One of Panitch’s earliest memories is watching the accords on television in the late 1970s. “Until then, all the Arab countries ever did for Israel was try to destroy it,” she told JNS. “To have some optimism coming from one of the major countries was very impactful for me, and I always gave him credit. He was the president. He brokered the deal.”
“There was economic strife while he was president. Interest rates were crazy. He also didn’t get back the American hostages from Iran, which was a loss for him as a president even though they came back right after,” Panitch said. “I think people thought he was a good person even if he wasn’t a great president.”
“You want somebody who’s got character,” she added. “But then when he wrote his book, even though he later apologized for some of it, the damage was done with that title. And even though he later claimed ‘apartheid’ wasn’t what Israel was at the time, he was concerned it would be in the future.”
“The damage was done the moment that book came out,” Panitch told JNS. “He gave cover, even though that’s not what he said he meant, for every antisemite to now say, ‘Look, a president agrees with us.’ That is a challenge. We are still living with the impact of today.”

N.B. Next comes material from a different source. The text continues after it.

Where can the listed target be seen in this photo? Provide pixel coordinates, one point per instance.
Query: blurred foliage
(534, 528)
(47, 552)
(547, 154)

Carter did both “great things” and “also really did terrible things by the Jewish community,” according to the Georgia lawmaker.
“He has a complicated legacy. I certainly didn’t want to pile on on the day he died. He’s a man who had a significant impact on everyone’s life, for better or worse, and towards the end of his life, he did really good things for a lot of people,” she said. “I think, on balance, he’ll be remembered well by most people, but maybe not by the Jewish community.”